Dataset | sensevoice_small CER | whisper_large_v2_cantonese_scrya CER | whisper_small_cantonese CER |
---|---|---|---|
Mixed | 7.70% | 5.55% | 8.00% |
Daily Use | 5.64% | 12.38% | 14.60% |
Commands | 7.45% | 14.22% | 17.83% |
Yue & Eng | 9.05% | 20.85% | 25.57% |
Storytelling | 14.67% | 18.54% | 25.06% |
Synthetic | 10.58% | 14.20% | 15.05% |
- SenseVoiceSmall: Trained on 300,000 hours of multilingual speech, including almost 9600 hours of Cantonese speech, Alibaba's multilingual model shows state-of-the-art ASR capability in Chinese, English, Cantonese, Japanese, and Korean. Extremely low inference latency was achieved by employing a non-autoregressive end-to-end architecture.

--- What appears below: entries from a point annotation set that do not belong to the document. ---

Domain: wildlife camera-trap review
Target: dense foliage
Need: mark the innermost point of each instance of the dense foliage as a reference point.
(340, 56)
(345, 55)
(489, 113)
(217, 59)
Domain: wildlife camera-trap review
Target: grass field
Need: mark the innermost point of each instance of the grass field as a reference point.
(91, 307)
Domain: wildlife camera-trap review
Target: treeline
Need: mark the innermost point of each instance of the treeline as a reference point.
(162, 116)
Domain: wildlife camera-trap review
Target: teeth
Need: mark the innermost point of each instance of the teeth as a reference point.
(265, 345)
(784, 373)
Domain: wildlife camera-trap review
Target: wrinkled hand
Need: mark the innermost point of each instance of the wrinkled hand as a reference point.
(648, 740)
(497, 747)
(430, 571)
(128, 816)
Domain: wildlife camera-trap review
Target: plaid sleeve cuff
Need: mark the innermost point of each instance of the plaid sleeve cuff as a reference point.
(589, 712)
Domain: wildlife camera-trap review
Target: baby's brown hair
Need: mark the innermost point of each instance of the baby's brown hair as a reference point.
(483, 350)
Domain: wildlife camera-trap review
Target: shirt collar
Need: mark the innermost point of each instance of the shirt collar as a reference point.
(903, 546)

- Scrya/whisper-large-v2-cantonese: This model is a fine-tuned version of openai/whisper-large-v2 on the mozilla-foundation/common_voice_11_0 dataset. It achieves a CER of 6.2133 on the evaluation set of Common Voice 11.
- alvanlii/whisper-small-cantonese: This model is a fine-tuned version of openai/whisper-small on the Cantonese language. It achieves a 7.93 CER (without punctuations), 9.72 CER (with punctuations) on Common Voice 16.0. In total, 934 hours of Cantonese speech are used for fine-tuning, with 138 hours from Common Voice 16.0 zh-HK Train, 85 hours from Common Voice 16.0 yue Train, 178 hours from Common Voice 17.0 yue Train, and 72 hours from Cantonese-ASR, 23 hours from CantoMap, and lastly 438 hours from Pseudo-Labelled YouTube videos.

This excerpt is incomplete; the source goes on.